Published: 1 Jan, 2023
Spiritual but not religious

Living in England it is not unusual to happen upon places where there is some form of resonance with… something.

I am not one who feels the need to believe in a higher being or great creator in order to understand the world around me. The evidence of civilisation’s body of scientific knowledge is enough to convince me that the world’s structure is the way it is purely down to the combined effects of the laws of physics together with probability and time. The history of that body of scientific knowledge also tells me that phenomena that cannot be explained now won’t always be inexplicable. The need to resort to the belief that structures or events that I have no ready explanation for must have appeared at the whim of a god is an anachronism. It was understandable before the age of enlightenment but there really is no excuse for it now.

My agnosticism doesn’t prevent me from having spiritual experiences though.

Perhaps some examples may help. A few weeks ago I took a walk along The Ridgeway. This is a footpath across southern England that has been in constant use for around 5000 years. The realisation that the view I had out from the top of a line of hills across rolling farmland – itself an entirely manmade landscape – would be recognisable by any traveller in the past five millennia was a spiritual experience. That connection with ancient humanity can be felt in narrow lanes right across England. I have felt it in Italy, France, Germany and Austria too. I have experienced it around natural springs too. These places are often known as holy wells and have often had small chapels or shrines built near them as the early Christian church tried to cash in on or usurp the ‘specialness’ conferred upon the place by earlier belief systems.

That connection with ancient specialness can come from music too. The singing of artists such as Eivør Pálsdóttir is especially evocative.

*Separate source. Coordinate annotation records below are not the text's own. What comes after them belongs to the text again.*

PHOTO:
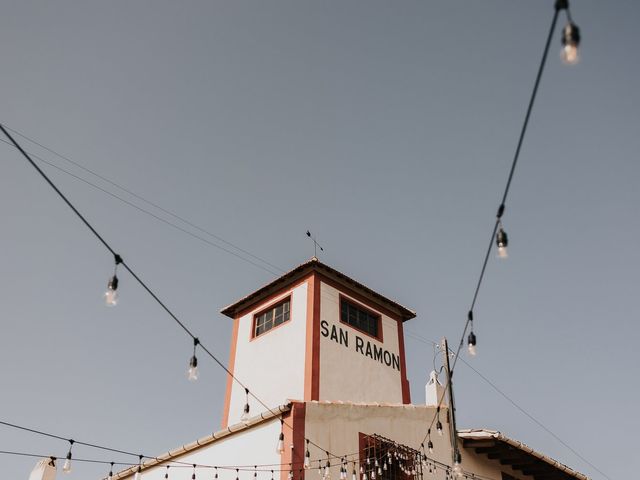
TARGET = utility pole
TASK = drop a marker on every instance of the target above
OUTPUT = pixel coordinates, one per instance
(453, 431)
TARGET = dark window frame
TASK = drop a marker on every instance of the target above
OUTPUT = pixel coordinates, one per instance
(343, 299)
(286, 317)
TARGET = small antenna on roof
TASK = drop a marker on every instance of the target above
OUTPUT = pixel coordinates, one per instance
(316, 245)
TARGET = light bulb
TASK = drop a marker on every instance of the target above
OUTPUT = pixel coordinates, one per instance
(192, 373)
(570, 43)
(244, 418)
(472, 344)
(280, 445)
(111, 295)
(502, 241)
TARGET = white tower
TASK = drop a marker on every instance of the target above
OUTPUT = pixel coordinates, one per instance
(316, 334)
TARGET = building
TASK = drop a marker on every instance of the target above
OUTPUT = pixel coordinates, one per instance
(325, 355)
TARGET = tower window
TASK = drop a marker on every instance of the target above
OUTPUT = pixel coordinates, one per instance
(272, 317)
(360, 318)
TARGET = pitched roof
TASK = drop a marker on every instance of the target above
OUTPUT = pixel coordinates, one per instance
(520, 456)
(172, 455)
(315, 265)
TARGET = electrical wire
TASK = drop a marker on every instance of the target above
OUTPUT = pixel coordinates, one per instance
(510, 400)
(140, 197)
(121, 261)
(153, 215)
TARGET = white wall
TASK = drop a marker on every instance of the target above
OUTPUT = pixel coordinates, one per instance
(347, 374)
(272, 365)
(255, 446)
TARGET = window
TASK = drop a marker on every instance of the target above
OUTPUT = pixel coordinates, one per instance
(274, 316)
(356, 316)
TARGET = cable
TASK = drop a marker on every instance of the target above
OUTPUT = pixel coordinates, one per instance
(512, 402)
(140, 197)
(119, 260)
(147, 212)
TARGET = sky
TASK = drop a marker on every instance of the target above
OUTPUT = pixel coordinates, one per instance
(385, 128)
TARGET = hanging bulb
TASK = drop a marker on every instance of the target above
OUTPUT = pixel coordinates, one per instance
(280, 445)
(138, 475)
(472, 344)
(457, 466)
(307, 458)
(244, 418)
(66, 468)
(502, 242)
(111, 295)
(192, 373)
(570, 43)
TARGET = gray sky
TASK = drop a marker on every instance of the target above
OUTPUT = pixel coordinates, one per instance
(385, 127)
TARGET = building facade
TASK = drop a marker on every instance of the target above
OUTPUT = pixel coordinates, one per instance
(325, 355)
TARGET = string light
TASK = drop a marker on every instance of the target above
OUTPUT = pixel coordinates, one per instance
(307, 458)
(570, 43)
(457, 465)
(438, 423)
(244, 418)
(192, 373)
(502, 241)
(471, 341)
(138, 474)
(280, 445)
(111, 295)
(66, 468)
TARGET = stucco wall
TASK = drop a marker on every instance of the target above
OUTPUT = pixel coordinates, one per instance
(347, 373)
(272, 365)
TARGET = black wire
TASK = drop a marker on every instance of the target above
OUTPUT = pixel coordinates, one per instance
(504, 197)
(135, 276)
(147, 212)
(84, 460)
(140, 197)
(510, 400)
(58, 437)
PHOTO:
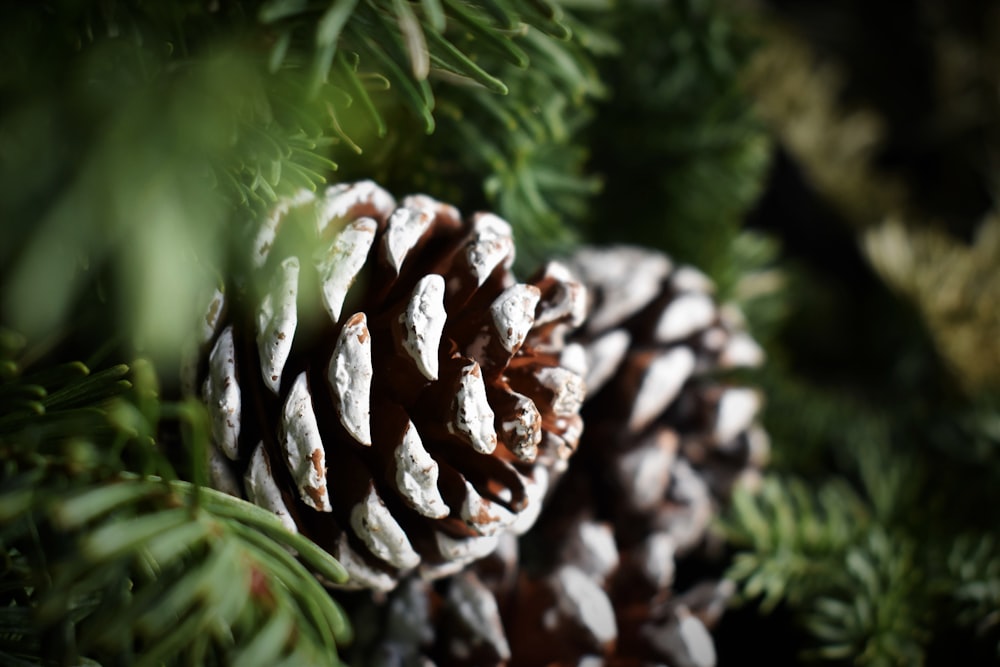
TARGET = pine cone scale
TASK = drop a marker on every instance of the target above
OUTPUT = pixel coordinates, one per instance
(411, 431)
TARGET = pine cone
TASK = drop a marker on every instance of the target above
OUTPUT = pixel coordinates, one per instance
(383, 384)
(666, 440)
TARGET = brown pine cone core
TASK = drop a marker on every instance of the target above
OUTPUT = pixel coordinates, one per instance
(383, 383)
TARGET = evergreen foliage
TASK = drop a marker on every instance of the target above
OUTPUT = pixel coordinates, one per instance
(139, 141)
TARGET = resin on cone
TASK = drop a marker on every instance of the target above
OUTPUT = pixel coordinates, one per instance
(380, 380)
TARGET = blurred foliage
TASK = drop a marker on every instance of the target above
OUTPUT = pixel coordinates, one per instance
(106, 566)
(138, 141)
(682, 153)
(156, 132)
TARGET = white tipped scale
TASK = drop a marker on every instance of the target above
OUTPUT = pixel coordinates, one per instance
(574, 357)
(338, 200)
(268, 230)
(523, 430)
(276, 322)
(339, 266)
(655, 557)
(735, 413)
(465, 549)
(570, 303)
(406, 226)
(684, 316)
(303, 446)
(220, 474)
(514, 314)
(714, 339)
(350, 375)
(381, 533)
(741, 351)
(473, 420)
(207, 325)
(492, 244)
(604, 356)
(417, 476)
(690, 279)
(360, 574)
(566, 387)
(644, 472)
(624, 279)
(262, 490)
(581, 599)
(592, 548)
(683, 641)
(476, 608)
(535, 488)
(423, 323)
(687, 518)
(222, 394)
(660, 385)
(484, 516)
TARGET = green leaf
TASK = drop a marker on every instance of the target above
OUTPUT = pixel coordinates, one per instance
(332, 23)
(275, 10)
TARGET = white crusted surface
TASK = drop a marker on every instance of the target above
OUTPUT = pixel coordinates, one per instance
(406, 226)
(524, 430)
(688, 520)
(584, 601)
(571, 302)
(492, 243)
(350, 376)
(599, 554)
(657, 559)
(381, 533)
(482, 515)
(466, 549)
(660, 385)
(361, 575)
(264, 239)
(687, 642)
(514, 314)
(566, 387)
(737, 409)
(741, 351)
(222, 395)
(604, 356)
(476, 606)
(574, 357)
(644, 472)
(276, 322)
(423, 322)
(262, 490)
(339, 266)
(417, 475)
(339, 199)
(624, 278)
(535, 488)
(473, 414)
(303, 446)
(684, 316)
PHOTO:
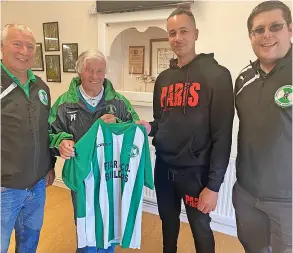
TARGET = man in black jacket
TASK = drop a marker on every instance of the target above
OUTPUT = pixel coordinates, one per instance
(262, 195)
(26, 163)
(192, 129)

One of the most striking and significant spiritual experiences came during a visit to the British Museum in London where a special exhibition of Afghan art had been staged. I was well into my training as a stone carver at this stage and was intrigued by the work of carvers who had travelled into what is now Afghanistan with Alexander the Great’s army. A small figure was presented which had clearly been made to stand in a niche because the back had only been roughly finished. As I looked more closely I realised that the marks made by the craftsman’s tools were precisely the same as the marks I make. The connection with another unknown human being across two and a half millennia was staggering. I am reminded of it every time my chisels cut into the face of one of my own pieces.

The act of making is now always a spiritual experience.